Task Description for Incremental Glossary Linking
Purpose and Scope
The purpose of this task is to maintain access to the SPaDE project glossary by incrementally adding links from documentation to glossary entries as changes occur.
The project documentation in scope consists of all .md files in the SPaDE project directory and its subdirectories, excluding the reviews/ and retro/ directories and any directory whose name begins with ..
Background
The SPaDE project glossary is contained in tlad001.md.
Entries in the glossary define special terminology and important concepts used in the project documentation.
Task Description
This task performs incremental glossary linking - adding links for terms that have been recently added to the glossary or appear in recently modified documentation.
Determining Review Scope
- Identify last review date: Check the reviews directory for the most recent glossary linking review report (filename pattern
YYYYMMDD-HHMM-*-glossary-links.md)
- Extract terms from glossary: Dynamically scan tlad001.md to get current term list
- Determine what changed:
- Files modified since last review date (using git)
- New glossary terms added since last review
- New files created since last review
Processing Strategy
Changed or New Files
Process files modified or created since the last review, checking for ALL glossary terms (both existing and newly added).
The following special cases should be noted:
- If a term is used in a context where it has a different meaning from that given in the glossary, do not insert a hyperlink.
- If a term is part of a compound term (e.g., “Focal Intelligence”), only link the part of the term which is in the glossary (e.g., “Focal”).
If both a part and a whole are in the glossary, link only the whole (e.g., link “Focal Intelligence” but not “Focal” in that phrase).
Unchanged Files
Process all unchanged files, but check ONLY for newly added glossary terms.
Note: Although files are unchanged, they must all be checked when new terms are added to catch occurrences of those new terms throughout the documentation.

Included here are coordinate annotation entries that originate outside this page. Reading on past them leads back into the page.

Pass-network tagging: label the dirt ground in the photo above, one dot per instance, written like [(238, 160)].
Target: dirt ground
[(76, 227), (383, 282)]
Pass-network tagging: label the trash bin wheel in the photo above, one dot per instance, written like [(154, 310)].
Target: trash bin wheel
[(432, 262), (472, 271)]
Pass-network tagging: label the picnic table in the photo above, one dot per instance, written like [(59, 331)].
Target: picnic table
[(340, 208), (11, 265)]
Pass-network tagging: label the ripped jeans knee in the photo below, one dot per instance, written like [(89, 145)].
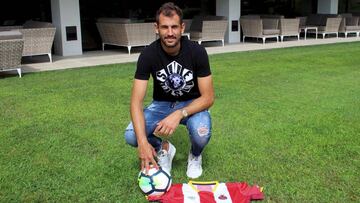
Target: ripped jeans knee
[(199, 126)]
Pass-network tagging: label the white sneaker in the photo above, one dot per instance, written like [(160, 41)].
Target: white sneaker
[(165, 158), (194, 169)]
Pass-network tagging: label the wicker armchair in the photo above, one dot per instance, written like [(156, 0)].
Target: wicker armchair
[(331, 27), (254, 28), (11, 47), (126, 34), (212, 30), (289, 27)]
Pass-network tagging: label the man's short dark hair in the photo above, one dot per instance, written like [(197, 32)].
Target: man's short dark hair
[(168, 9)]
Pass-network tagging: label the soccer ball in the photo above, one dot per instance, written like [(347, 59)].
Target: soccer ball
[(156, 183)]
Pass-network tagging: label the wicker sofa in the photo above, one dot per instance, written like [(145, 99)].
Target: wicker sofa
[(254, 28), (121, 32), (208, 28), (11, 47), (38, 37)]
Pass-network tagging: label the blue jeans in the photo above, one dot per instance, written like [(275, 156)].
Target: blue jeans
[(198, 125)]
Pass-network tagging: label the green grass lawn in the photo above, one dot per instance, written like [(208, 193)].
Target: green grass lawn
[(286, 119)]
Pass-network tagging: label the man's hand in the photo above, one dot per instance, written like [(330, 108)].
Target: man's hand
[(146, 155), (168, 125)]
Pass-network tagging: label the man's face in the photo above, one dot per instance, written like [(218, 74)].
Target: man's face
[(170, 30)]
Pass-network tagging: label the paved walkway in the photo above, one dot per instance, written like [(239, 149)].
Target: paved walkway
[(93, 58)]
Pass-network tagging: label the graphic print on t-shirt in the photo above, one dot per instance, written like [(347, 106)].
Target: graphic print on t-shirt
[(175, 79)]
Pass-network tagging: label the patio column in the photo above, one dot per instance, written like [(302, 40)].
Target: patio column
[(66, 19), (231, 10), (328, 6)]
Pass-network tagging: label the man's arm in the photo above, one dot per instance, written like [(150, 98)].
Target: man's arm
[(145, 151), (168, 125)]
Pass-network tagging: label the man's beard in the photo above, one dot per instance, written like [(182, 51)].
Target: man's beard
[(172, 45)]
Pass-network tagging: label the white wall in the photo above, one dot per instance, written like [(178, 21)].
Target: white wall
[(66, 13), (231, 10), (328, 6)]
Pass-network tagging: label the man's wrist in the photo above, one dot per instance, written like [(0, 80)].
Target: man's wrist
[(184, 113)]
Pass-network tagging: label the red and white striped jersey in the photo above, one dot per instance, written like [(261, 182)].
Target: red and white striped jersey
[(210, 192)]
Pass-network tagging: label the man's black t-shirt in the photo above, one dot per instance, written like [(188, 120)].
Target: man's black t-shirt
[(175, 77)]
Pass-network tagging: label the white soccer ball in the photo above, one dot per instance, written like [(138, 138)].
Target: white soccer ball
[(156, 183)]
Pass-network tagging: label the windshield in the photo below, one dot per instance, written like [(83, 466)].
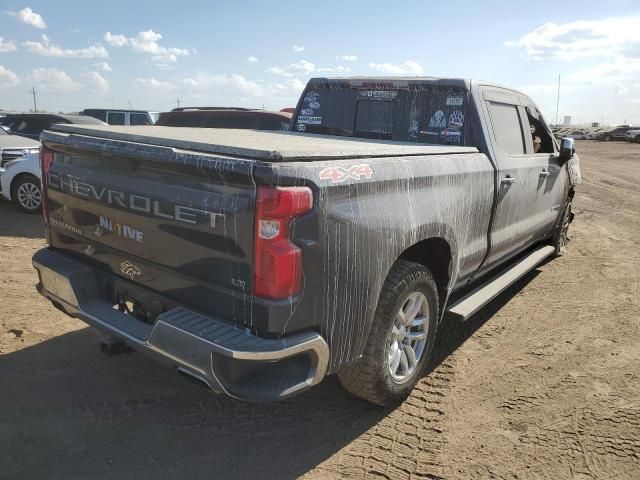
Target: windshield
[(423, 114)]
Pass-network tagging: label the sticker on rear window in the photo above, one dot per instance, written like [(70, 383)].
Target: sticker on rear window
[(455, 101), (310, 120), (379, 94)]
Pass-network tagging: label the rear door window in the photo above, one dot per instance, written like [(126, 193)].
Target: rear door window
[(507, 128)]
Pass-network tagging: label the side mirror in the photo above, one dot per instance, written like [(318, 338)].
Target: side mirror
[(567, 149)]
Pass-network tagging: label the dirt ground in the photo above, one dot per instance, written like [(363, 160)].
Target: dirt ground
[(544, 383)]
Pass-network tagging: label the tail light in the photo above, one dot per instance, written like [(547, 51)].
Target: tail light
[(46, 159), (277, 266)]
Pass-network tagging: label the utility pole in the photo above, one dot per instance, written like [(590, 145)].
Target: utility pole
[(35, 105), (558, 100)]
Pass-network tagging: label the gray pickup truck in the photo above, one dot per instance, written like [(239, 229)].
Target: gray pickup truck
[(261, 262)]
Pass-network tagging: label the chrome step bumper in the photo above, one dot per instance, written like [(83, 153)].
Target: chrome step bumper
[(228, 359)]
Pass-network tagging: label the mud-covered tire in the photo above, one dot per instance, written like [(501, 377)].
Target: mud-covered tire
[(560, 236), (370, 377), (26, 194)]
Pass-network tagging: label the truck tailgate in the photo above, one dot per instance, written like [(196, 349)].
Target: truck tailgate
[(175, 221)]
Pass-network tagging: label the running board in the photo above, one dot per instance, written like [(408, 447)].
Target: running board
[(478, 298)]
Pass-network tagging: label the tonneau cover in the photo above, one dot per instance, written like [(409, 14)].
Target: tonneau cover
[(258, 145)]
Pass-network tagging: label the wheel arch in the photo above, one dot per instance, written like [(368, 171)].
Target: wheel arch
[(436, 255), (17, 177)]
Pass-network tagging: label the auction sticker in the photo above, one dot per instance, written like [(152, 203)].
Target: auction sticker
[(455, 101), (310, 120)]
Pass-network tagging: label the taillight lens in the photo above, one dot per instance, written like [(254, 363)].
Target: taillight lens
[(46, 159), (277, 266)]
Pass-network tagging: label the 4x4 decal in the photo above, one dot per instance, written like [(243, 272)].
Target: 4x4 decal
[(340, 174)]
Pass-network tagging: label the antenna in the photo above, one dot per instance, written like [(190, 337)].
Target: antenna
[(35, 105), (558, 100)]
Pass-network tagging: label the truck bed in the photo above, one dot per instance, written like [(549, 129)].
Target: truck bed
[(260, 145)]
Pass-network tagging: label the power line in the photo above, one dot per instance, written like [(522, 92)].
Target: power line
[(35, 105), (558, 100)]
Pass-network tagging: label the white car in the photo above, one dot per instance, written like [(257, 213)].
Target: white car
[(20, 182), (633, 135)]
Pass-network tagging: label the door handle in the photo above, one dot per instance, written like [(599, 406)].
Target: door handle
[(508, 180)]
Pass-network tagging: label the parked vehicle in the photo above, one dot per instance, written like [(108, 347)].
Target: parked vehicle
[(578, 135), (19, 166), (212, 117), (122, 117), (20, 183), (31, 125), (633, 135), (260, 262), (618, 133), (15, 146)]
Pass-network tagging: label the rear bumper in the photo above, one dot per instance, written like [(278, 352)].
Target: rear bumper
[(228, 359)]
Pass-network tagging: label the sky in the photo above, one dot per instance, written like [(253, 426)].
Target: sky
[(150, 54)]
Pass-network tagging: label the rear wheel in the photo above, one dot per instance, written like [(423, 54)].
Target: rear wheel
[(401, 338), (25, 192)]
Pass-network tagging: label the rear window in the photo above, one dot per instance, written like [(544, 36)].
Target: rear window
[(116, 118), (139, 119), (424, 114)]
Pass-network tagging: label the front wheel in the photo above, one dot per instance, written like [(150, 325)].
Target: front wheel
[(26, 193), (401, 337), (560, 236)]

Automatically extract all terms from the glossary by:
- Parsing section headers (### level) as primary terms
- Extracting variations from list items starting with
- **Term**: or - **[Term](...)**
- If #### headers are used for term variations (per linting guidelines), extract those as well
- Building a comprehensive term list with anchor links
- Noting compound terms to ensure longer phrases are processed before shorter ones
Note: Glossary formatting should follow markdown linting guidelines. If lint recommends using #### headers instead of bold text for subheadings, term extraction logic must accommodate both formats.
Linking Rules
Insert hyperlinks from term occurrences to the corresponding glossary entry, following these rules:
- Term text remains unchanged, only add the hyperlink
- Link all occurrences of a term within a document
- For compound terms, link the longest matching phrase (e.g., “Focal Intelligence” not “Focal” within that phrase)
- Skip terms in contexts where the meaning differs from the glossary definition
Avoid linking terms that are:
- Already inside existing markdown links
- Inside code blocks (inline or fenced)
- In headings (to preserve heading structure)
- In URLs or other special contexts
Special cases:
- Occurrences of terms in the document to which the glossary entry for the term refers should be linked to the same place as the glossary entry, not to the glossary itself.
Automation Support
A Python script is available at docs/admin/amcd001.py to assist with this task.
Required enhancements for incremental operation:
- Dynamic term extraction: Parse glossary file to extract all terms automatically
- Extract ### headers as primary terms
- Extract variations from
- **Term**: list items
- Extract #### headers if used for term variations (per linting guidelines)
- Handle compound terms by processing longer phrases first
- File filtering: Accept list of files to process based on git change detection
- Term filtering: Accept list of new terms to check in unchanged files
- Reporting: Generate comparison report showing links added vs previous review
The script should avoid linking terms in code blocks, existing links, and headings.
Deliverables
- Updated documentation files with new glossary links added
- Review report in the reviews directory with filename
YYYYMMDD-HHMM-author-glossary-links.md containing:
- Last review date used for change detection
- Number of files processed (changed vs unchanged)
- Number of new terms checked
- Total links added
- Any issues or edge cases encountered
Include both the file changes and report in a pull request.